Los conglomerados de autoridades ancestrales de los 23 pueblos a los que el criollismo ha marginado optaron por no insistir en la reforma que conllevaba la oficialización del pluralismo jurídico, un reconocimiento que daría rango constitucional a la existencia de sistemas jurídicos que han sobrevivido a más de cinco siglos de dominación y de malintencionado propósito de exclusión. De esa manera, si ese paso esencial en el avance del sistema guatemalteco era un obstáculo, las autoridades de los pueblos originarios dieron una lección de altura moral y política al retirar la propuesta. Es decir, dejaron el camino libre para la reforma.
Un paso con el que los objetores, convertidos en una especie de estructura de la Inquisición no solo por el atraso de sus ideas, sino también por el espíritu que los anima, deberían haber dejado también el camino libre. Pero no. Si el pluralismo jurídico era un pretexto. No contaban con la disposición a la renuncia de los pueblos ancestrales, y a la inquisición de la reforma no le ha quedado más remedio que dar la cara. Ha tenido que desnudar sus verdaderas intenciones: que el sistema de justicia, particularmente el proceso de designación de autoridades, siga como está.

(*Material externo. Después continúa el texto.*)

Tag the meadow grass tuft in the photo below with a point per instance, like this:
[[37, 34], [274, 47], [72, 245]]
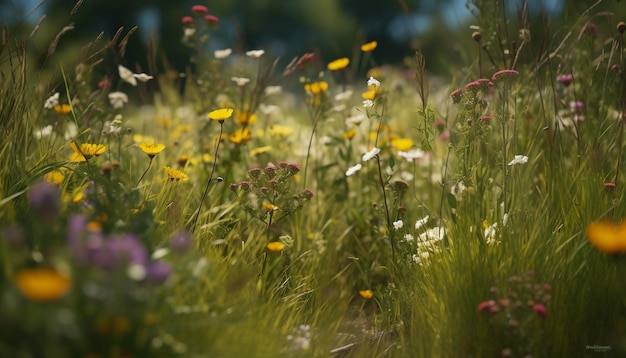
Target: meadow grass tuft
[[330, 208]]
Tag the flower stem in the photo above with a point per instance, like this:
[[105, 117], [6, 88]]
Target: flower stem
[[206, 189], [144, 173]]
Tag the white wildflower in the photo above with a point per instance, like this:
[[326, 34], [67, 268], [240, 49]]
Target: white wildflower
[[491, 233], [342, 96], [240, 81], [356, 119], [270, 90], [371, 154], [43, 132], [127, 75], [419, 223], [52, 101], [255, 53], [373, 82], [519, 159], [118, 99], [222, 54], [412, 154], [353, 170]]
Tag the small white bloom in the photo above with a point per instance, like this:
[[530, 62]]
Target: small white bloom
[[353, 170], [127, 75], [240, 81], [43, 132], [270, 90], [118, 99], [143, 77], [519, 159], [356, 119], [490, 234], [221, 54], [136, 272], [412, 154], [255, 53], [342, 96], [52, 101], [373, 82], [371, 154], [419, 223]]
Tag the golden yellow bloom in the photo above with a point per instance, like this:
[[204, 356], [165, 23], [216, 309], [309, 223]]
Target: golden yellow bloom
[[367, 294], [269, 206], [221, 114], [54, 177], [175, 174], [607, 236], [369, 47], [402, 144], [240, 136], [42, 284], [349, 134], [371, 94], [275, 246], [151, 148], [258, 151], [280, 130], [339, 64], [316, 87], [63, 108], [86, 150], [245, 119], [183, 159]]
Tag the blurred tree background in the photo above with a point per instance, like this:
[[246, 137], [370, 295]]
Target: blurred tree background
[[331, 28]]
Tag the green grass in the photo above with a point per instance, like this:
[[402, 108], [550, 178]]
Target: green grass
[[229, 295]]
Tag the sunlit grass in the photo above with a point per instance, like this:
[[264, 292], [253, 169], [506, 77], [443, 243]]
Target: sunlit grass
[[268, 211]]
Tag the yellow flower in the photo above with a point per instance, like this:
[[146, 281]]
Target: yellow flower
[[151, 148], [175, 174], [221, 114], [339, 64], [54, 177], [367, 294], [241, 136], [275, 246], [86, 150], [316, 87], [607, 236], [369, 47], [280, 131], [42, 284], [63, 108], [402, 144], [371, 94], [258, 151], [245, 119], [349, 134], [269, 206]]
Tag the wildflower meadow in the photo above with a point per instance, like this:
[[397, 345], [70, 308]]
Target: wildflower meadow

A estos sectores, dueños durante más de cinco siglos de la estructura estatal, no les conviene un cambio. Siguen los tataranietos de los mal llamados próceres de la independencia y sus aliados necesitando mantener el control de la justicia. Salvo los dos gobiernos revolucionarios del siglo pasado, con Juan José Arévalo y Jacobo Árbenz Guzmán a la cabeza, el resto de la vida republicana de Guatemala ha sido manipulada por quienes hoy objetan las reformas.
Para ello no han necesitado ensuciar sus rostros. Tienen suficientes recursos para pagar operadores que se instalen en espacios de redes sociales, el nuevo terreno de disputa, y anulen desde ellas a quienes impulsan el cambio. Han querido imponer la idea de que la propuesta de reforma es una obsesión de la jefatura del Ministerio Público (MP) y de la Comisión Internacional contra la Impunidad en Guatemala (Cicig), de tal suerte que un eventual fracaso de dicha propuesta será un fracaso del MP y de la Cicig.
Bien ocultan el significado de las reformas, que no están en función de un ente en particular. Las propuestas de modificación planteadas buscan crear las condiciones para que se elimine el sistema de corrupción instalado en la designación de autoridades. Busca también separar funciones en la administración del Organismo Judicial a fin de que el manejo administrativo se desligue de la gestión de la justicia propiamente dicha. Son pasos adelante en el proceso de modernización, pero sobre todo de mejoramiento de la gestión de la justicia, que ha sido un coto de caza de quienes han detentado el poder político y económico y han llevado al país a la debacle.
Si algún grupo o sector tiene en su espalda la responsabilidad del estado de cosas, es ese que ha vivido drenando los recursos públicos mediante la evasión fiscal o la corrupción de funcionarios venales. El mismo que apadrinó y financió a los líderes locales responsables del derrocamiento del gobierno revolucionario en 1954. Ese que patrocinó y alimentó las graves violaciones de los derechos humanos en la estrategia contrainsurgente. El mismo que levantó el miedo como recurso para impedir la reforma constitucional derivada de los acuerdos de paz. Ese que hoy no dice claramente que objeta las reformas, pero que sostiene a los corifeos de la impunidad y de la corrupción que en el Congreso o en las redes sociales intentan anularlas. Tener claridad de cuál es su propósito es necesario para desenmascarar sus propósitos perversos. Las reformas son necesarias. El fracaso o el triunfo de estas repercutirá no en el MP ni en la Cicig, sino en la sociedad en su conjunto. De ahí que llevarlas a buen puerto sea requisito indispensable para consolidar los pasos ya dados contra la impunidad y la corrupción.